Malaysia’s sovereign wealth fund Khazanah Nasional has defended its decision not to make an early investment in Southeast Asia’s ride-hailing and food delivery superapp Grab.
Chief Investment Officer Azmil Zahruddin told CNBC the fund’s investment strategy was to focus on large investments — not direct startup deals.
Khazanah could not close an early deal to fund the Malaysian-founded Grab.
Other investors including Singapore’s state-owned investor Temasek eventually took a stake in Grab and the ride-hailing giant moved its headquarters to Singapore. The company went on to raise $4.5 billion and listed on Nasdaq in late 2021 through a SPAC merger with Altimeter Growth Corp, making Grab the biggest listing in the U.S. by a Southeast Asian company.
Anthony Tan, chief executive officer of Grab Holdings Inc., center right, and Tan Hooi Ling, co-founder of Grab Holdings Inc., celebrate on stage during a bell-ringing ceremony as Grab begins trading on the Nasdaq, in Singapore, on Thursday, Dec. 2, 2021.
Ore Huiying | Bloomberg | Getty Images
“You have to look at what Khazanah is and what its DNA is,” Zahruddin said in an exclusive interview with “CNBC Squawk Box Asia” on Thursday.
“Our DNA is that we manage large investments. [Venture capital] investing is not really what we do, and it’s not really our expertise and skill set.”
“So what we try to do is, instead of trying to do those investments directly, we actually seed investments into VC funds who then invest into companies around the region.”
Zahruddin agreed, however, that it was important for Malaysia to support its entrepreneurs and retain its talent.
He said Khazanah would continue to help Malaysian startups through an indirect approach of investing into funders that take a stake in these new companies and potentially investing in them directly after they have matured to a size that meets the fund’s investment criteria.
To that end, Zahruddin said Khazanah invested in Grab’s competitor Uber through an intermediary funder which was willing to invest in Uber at an early stage.
Khazanah’s investment in the foreign-owned Uber instead of Grab, which was started by two Malaysians, raised eyebrows in the Malaysian investment community.
Zahruddin said the venture capital markets have been quite challenging and many endowment funds that have been active in venture capital have seen their investments fall by up to 40% in the past year.
But Khazanah would continue to deploy funds into the technology sector and has been doing so in the past 10 years.
“In hindsight, it is a good thing that we’re not really able to do direct investments anyway, because that is something that is quite challenging for anyone who’s been in VC,” Zahruddin said.
Khazanah posted a nearly 80% drop in annual profits in 2021 to 670 million Malaysian ringgit, or $150.36 million.
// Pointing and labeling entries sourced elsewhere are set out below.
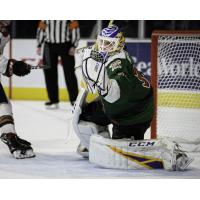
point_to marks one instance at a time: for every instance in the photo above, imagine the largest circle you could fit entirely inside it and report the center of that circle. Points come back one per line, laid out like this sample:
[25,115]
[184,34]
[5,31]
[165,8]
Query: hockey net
[175,58]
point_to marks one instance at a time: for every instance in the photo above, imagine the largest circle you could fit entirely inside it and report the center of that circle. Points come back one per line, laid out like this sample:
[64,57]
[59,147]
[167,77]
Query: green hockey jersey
[134,103]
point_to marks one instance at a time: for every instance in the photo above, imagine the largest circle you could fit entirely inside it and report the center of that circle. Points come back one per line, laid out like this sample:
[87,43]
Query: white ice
[55,143]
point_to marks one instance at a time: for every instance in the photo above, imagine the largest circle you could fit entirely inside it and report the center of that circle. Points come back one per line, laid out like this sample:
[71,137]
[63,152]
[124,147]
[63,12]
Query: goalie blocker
[125,153]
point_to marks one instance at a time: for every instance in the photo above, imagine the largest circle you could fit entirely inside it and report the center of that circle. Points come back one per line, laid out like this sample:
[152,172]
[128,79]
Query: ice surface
[55,143]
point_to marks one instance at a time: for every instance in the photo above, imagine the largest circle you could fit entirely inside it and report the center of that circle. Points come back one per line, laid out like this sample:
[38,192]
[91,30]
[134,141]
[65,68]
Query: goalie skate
[82,151]
[180,159]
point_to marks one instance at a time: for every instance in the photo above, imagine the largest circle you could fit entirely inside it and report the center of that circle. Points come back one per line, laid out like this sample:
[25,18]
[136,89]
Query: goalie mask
[110,39]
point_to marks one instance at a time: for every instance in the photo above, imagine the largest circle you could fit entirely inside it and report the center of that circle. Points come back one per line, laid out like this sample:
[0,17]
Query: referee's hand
[71,51]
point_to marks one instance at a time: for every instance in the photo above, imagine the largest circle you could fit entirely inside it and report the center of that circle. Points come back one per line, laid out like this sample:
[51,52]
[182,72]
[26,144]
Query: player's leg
[69,74]
[18,147]
[51,75]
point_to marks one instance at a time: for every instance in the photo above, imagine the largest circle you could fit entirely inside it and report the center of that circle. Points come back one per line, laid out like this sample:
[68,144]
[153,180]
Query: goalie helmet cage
[175,77]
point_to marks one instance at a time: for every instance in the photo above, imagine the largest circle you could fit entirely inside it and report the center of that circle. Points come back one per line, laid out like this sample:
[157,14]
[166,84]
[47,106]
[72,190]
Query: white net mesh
[179,87]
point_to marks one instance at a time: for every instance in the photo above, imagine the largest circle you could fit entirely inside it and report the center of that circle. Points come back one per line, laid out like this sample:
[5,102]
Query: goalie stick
[31,67]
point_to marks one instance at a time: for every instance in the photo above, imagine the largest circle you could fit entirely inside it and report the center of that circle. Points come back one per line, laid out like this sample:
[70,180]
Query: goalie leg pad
[6,118]
[130,154]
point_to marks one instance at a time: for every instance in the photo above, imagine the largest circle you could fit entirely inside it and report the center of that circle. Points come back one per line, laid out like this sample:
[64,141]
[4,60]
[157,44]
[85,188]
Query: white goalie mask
[110,39]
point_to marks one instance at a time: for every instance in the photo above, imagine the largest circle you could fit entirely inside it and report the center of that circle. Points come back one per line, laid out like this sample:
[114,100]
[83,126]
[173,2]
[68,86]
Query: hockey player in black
[18,147]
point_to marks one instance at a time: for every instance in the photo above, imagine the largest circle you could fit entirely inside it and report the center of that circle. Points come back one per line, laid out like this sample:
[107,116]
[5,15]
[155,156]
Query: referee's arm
[41,33]
[75,32]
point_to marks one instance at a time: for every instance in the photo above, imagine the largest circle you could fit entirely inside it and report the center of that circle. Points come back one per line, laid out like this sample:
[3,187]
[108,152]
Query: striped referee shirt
[58,31]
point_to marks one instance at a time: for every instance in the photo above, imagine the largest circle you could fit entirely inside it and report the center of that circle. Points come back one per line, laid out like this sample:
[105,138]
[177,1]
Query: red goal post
[166,43]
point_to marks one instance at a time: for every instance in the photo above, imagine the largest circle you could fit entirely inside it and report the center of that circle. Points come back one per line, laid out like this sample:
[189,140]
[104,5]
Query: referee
[60,38]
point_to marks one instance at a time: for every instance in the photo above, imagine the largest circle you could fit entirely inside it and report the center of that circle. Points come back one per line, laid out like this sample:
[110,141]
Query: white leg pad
[6,109]
[130,154]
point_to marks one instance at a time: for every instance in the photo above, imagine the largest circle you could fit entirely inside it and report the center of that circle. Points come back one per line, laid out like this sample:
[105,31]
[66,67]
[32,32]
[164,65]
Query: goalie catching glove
[18,68]
[94,72]
[18,147]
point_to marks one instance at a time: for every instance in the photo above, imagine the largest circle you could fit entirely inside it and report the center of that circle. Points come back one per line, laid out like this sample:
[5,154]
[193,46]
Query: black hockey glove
[20,148]
[18,68]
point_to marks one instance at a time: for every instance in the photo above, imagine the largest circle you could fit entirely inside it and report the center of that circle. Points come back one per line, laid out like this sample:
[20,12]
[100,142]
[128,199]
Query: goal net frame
[154,62]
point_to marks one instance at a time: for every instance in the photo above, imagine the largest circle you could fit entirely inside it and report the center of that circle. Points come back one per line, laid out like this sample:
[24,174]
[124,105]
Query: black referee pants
[50,58]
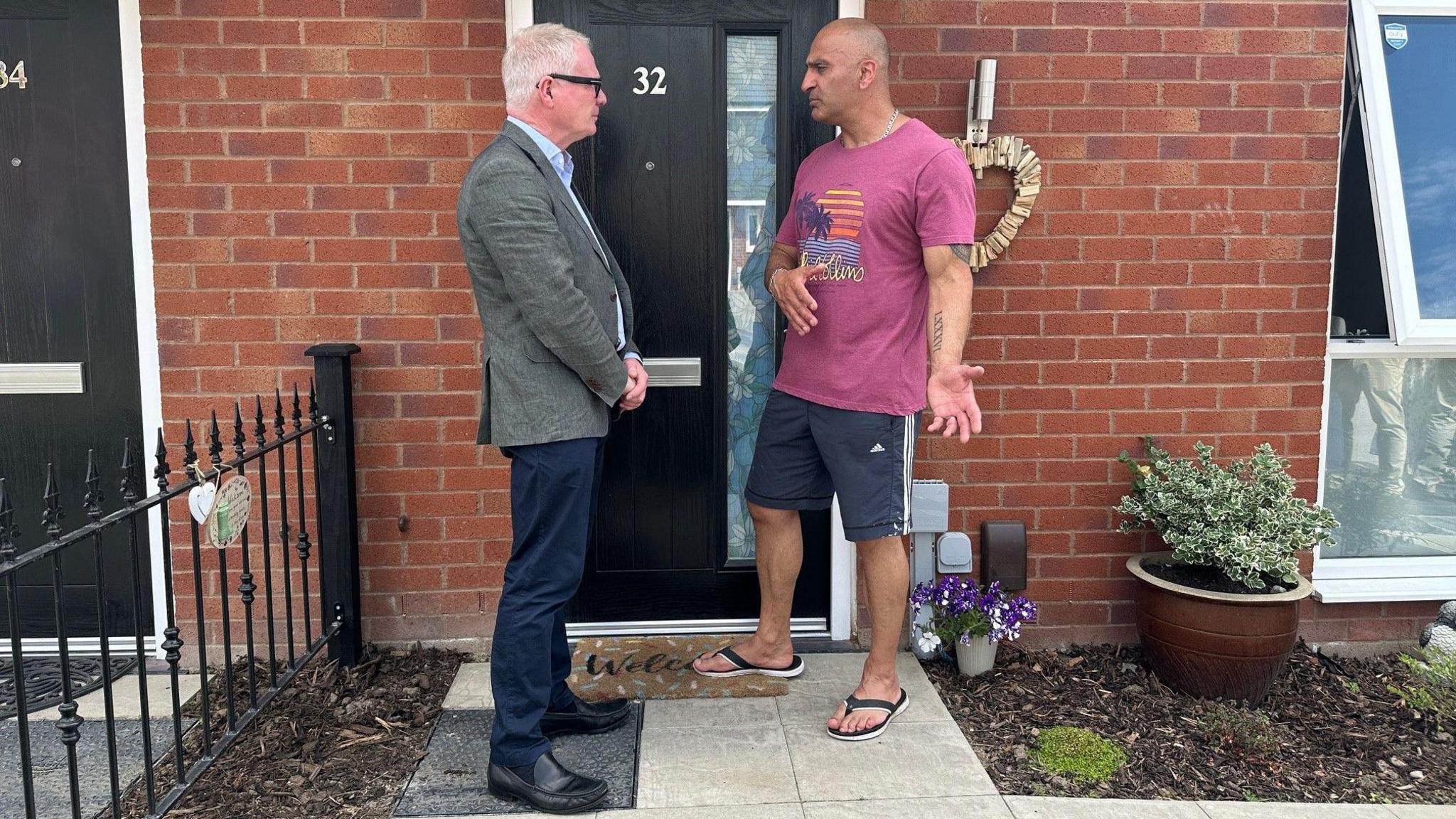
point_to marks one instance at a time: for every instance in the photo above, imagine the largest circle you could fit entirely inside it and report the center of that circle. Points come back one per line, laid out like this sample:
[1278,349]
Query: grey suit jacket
[547,299]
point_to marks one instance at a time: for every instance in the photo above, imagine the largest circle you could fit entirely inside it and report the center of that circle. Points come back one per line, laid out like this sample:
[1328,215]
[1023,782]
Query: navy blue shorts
[807,454]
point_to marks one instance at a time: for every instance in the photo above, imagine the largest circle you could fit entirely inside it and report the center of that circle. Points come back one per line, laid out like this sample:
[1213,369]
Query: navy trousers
[554,496]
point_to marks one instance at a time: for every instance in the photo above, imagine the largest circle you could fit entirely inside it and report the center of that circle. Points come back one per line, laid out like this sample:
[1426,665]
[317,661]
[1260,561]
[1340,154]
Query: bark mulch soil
[338,742]
[1332,730]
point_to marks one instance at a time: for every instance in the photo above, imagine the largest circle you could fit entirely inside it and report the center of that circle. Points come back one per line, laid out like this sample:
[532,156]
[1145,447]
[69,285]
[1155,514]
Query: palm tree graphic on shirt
[830,226]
The year before profits also fell about 60% to RM $2.9 billion.
The sovereign wealth fund said the fall in profits were due to its continued extension of financial assistance to its airlines and tourism investments suffering from Covid-19 disruptions.
Last month, Khazanah announced it would explore new investment opportunities in Turkey following a meeting between representatives from the fund and the Turkey Wealth Fund in Istanbul.